Buchanan compares the unproven threat from Iran to the long list of much worse adversaries the U.S. has previously faced.
“Khamenei has declared that nuclear weapons are immoral and Iran will never acquire them. Is Islamic Iran’s supreme religious leader lying through his teeth? Where is the proof? Where is the hard evidence?
Sixteen U.S. intelligence agencies stated unanimously in 2007 and reaffirmed in 2011 their conviction that Iran does not have an active nuclear weapons program. In the Standard piece, John Sawyer, head of the British Intelligence Service MI-6, ‘flatly stated in July that we have two years left before the Iranians can build a weapon.’
And if we should fear this most dangerous man in the world, why do not the Iraqis, Turks, Azerbaijanis and Pakistanis, his neighbors, seem to fear him? The Paks, with scores of nukes, seem less nervous about Iran than democratic India, with whom they have fought several wars.

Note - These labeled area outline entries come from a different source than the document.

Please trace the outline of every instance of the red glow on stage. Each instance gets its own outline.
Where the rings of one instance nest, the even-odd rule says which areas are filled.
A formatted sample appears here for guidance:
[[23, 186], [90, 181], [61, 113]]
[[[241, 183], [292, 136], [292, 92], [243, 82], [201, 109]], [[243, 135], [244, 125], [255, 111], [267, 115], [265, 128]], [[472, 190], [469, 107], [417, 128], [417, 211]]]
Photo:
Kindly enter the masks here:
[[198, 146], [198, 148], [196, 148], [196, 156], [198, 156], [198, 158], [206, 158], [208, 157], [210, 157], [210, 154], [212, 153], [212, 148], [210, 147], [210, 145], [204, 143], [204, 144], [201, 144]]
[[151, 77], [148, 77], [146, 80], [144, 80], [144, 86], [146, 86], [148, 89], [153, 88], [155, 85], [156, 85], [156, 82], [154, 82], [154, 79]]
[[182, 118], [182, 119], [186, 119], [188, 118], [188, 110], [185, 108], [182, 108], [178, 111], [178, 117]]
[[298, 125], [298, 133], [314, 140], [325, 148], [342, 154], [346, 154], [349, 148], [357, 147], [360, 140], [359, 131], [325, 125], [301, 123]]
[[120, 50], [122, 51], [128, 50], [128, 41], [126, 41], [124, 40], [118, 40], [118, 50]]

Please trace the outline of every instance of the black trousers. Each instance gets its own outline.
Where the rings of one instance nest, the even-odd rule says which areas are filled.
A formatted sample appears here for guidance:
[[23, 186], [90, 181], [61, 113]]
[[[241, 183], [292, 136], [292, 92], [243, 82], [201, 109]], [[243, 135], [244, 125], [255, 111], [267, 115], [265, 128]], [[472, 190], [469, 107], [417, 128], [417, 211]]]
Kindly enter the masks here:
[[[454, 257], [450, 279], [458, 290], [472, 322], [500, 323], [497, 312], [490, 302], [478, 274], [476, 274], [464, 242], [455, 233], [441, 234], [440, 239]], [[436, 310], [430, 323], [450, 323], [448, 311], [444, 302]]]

Before now it has been Iran’s President Mahmoud Ahmadinejad who was the incarnation of Hitler. But Ahmadinejad’s eight years in office are up next summer, and he is reportedly going back to teaching.
For all his bellicosity, how many wars did Ahmadinejad fight?
When was the last time Iran started any war?
On Al-Quds Day, Wednesday, an annual event since the 1979 revolution, Khamenei reportedly said he was confidant ‘the fake Zionist (regime) will disappear from the landscape of geography.’
Yes, and Nikita Khrushchev said, ‘We will bury you,’ and, ‘Your grandchildren will live under communism.’ And we buried him, and his grandchildren saw the end to communism.”